Defense Secretary Lloyd J. Austin III on Wednesday urged Western allies to redouble their military aid to Ukraine, warning that it “is facing a pivotal moment on the battlefield” in the nearly four-month war with Russia.
“We can’t afford to let up, and we can’t lose steam,” Mr. Austin told a meeting in Brussels of nearly 50 countries known as the Ukraine Defense Contact Group. He praised the flow of tanks, missiles and artillery provided to Ukraine so far, but said it was not enough, adding, “The stakes are too high.”
The United States and its allies are expected to announce the delivery of more weapons and equipment later on Wednesday in response to increasingly urgent pleas from President Volodymyr Zelensky for more heavy arms to retake eastern territory lost to Russia and to defend against Russian missile attacks.

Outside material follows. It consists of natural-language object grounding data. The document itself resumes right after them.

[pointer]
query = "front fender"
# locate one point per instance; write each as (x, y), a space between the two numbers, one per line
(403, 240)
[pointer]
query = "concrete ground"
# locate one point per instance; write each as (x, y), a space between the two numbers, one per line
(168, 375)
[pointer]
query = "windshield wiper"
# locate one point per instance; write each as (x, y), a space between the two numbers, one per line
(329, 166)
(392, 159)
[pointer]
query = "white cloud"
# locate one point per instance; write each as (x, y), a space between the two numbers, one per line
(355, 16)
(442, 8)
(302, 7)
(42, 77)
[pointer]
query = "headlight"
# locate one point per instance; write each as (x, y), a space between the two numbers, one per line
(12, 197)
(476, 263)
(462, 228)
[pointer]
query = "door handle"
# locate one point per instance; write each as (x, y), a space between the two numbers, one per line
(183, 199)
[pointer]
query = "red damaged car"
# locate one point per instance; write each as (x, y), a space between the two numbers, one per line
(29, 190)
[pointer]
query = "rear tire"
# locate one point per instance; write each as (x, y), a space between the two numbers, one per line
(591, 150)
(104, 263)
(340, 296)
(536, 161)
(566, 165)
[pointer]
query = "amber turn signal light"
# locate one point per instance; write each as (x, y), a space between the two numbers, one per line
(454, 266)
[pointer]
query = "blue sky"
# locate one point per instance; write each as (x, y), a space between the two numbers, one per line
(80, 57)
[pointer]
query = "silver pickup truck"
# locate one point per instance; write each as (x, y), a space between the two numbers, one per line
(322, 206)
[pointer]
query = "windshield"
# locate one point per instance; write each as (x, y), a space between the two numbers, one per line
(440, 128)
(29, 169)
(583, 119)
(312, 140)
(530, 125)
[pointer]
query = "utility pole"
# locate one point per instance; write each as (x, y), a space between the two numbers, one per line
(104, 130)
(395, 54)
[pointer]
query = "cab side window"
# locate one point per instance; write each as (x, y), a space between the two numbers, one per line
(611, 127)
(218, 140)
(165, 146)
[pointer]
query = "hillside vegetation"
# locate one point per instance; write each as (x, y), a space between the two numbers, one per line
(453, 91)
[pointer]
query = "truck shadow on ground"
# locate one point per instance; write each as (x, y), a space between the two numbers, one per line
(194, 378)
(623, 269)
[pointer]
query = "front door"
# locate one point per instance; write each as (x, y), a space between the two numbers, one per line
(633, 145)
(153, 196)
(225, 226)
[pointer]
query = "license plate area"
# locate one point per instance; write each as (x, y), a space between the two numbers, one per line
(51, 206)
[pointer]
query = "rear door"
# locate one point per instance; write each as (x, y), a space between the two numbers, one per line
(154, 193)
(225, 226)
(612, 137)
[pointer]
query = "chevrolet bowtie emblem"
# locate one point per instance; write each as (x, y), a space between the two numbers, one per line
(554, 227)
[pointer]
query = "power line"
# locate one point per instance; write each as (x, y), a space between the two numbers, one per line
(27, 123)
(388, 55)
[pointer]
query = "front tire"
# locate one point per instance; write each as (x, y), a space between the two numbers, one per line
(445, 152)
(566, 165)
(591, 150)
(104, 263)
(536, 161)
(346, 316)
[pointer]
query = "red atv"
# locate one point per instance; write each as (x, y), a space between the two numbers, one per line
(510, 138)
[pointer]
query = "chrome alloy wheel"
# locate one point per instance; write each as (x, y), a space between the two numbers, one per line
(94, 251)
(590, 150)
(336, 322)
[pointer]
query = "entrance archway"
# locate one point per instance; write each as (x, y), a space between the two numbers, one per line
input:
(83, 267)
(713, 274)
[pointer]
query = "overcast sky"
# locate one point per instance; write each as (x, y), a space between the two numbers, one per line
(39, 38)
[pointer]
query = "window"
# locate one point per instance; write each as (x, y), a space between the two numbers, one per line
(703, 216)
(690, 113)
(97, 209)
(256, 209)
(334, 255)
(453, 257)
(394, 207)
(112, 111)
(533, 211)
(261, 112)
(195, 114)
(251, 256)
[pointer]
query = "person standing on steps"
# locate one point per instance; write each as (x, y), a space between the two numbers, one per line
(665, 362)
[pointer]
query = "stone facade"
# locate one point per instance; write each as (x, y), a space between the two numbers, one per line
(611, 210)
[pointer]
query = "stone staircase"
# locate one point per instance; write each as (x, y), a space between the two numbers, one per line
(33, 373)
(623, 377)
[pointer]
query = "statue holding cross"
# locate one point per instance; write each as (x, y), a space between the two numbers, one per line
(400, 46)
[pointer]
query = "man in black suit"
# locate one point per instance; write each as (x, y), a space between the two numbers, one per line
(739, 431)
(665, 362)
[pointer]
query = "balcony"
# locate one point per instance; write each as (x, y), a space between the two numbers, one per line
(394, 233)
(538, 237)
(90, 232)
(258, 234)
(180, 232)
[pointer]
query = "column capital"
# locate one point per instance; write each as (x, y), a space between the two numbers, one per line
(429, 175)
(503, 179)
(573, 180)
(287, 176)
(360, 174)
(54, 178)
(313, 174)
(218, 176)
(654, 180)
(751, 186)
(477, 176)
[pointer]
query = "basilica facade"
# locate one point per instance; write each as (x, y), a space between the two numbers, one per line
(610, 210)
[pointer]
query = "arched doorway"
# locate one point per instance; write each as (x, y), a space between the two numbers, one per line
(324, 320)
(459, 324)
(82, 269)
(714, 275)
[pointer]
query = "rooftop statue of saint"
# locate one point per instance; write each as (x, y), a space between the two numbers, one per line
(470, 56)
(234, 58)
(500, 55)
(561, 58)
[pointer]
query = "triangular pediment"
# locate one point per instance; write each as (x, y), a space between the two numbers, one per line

Ukraine is struggling to hold off a Russian onslaught in the east, with Moscow’s forces on the verge of capturing the strategic city of Sievierodonetsk. Kyiv has voiced frustration that many of the heavy weapons promised by its Western allies have not arrived, as Russia uses its superior artillery to seize control of more of the eastern Donbas region.
The comments came as administration officials say they are increasingly looking at options for how to handle a sustained conflict — and whether a cease-fire, or a formal armistice similar to the one reached in Korea 70 years ago, would help or hurt the Ukrainian cause.
Their analysis, officials say, has been fairly pessimistic. They fear that President Vladimir V. Putin of Russia might use a cessation of hostilities to rebuild his military, and perhaps seek another opportunity to take all of Ukraine, his objective when the war began on Feb. 24.
But they also note that Mr. Putin may have little interest in an armistice if it did not result in a relaxation of sanctions. And it would be hard, officials say, to imagine relaxing those sanctions until there is a resolution over who controls the Donbas and other areas that Russia has invaded.
For now, officials say, they are preparing for long-term support of the Ukrainian government, and more supply of weapons. But officials are clearly concerned that both American public interest in the conflict and European unity may wane. They are looking for ways to reinvigorate that interest, including inviting Mr. Zelensky to attend the NATO summit in Madrid at the end of June.
“Russia is using its long-range fires to try to overwhelm Ukrainian positions,” added Mr. Austin, a retired four-star Army general. “So we must intensify our shared commitment to Ukraine self-defense, and we must push ourselves even harder to ensure that Ukraine can defend itself.”
The heavy weaponry the United States has so far supplied Ukraine includes 108 howitzers and four HIMARS truck-mounted multiple-launch rocket systems, with missiles that have a range of up to 40 miles, greater than anything Ukraine currently possesses. The first Ukrainian team is scheduled to complete its training on the HIMARS system on Wednesday, and it will be deployed in the battlefield next week, a Biden administration official said. More of the systems are expected to be dispatched to Ukraine, U.S. officials said this week.
On Tuesday, a senior Pentagon official pushed back on the idea that the United States or other Western allies were being too cautious in rushing advanced weapons to Ukraine, possibly to avoid escalating a broader fight with Moscow.
“We’re going to provide the Ukrainians what they need to prosecute the targets inside Ukrainian territory,” Colin H. Kahl, the under secretary of defense for policy, said at a security conference in Washington.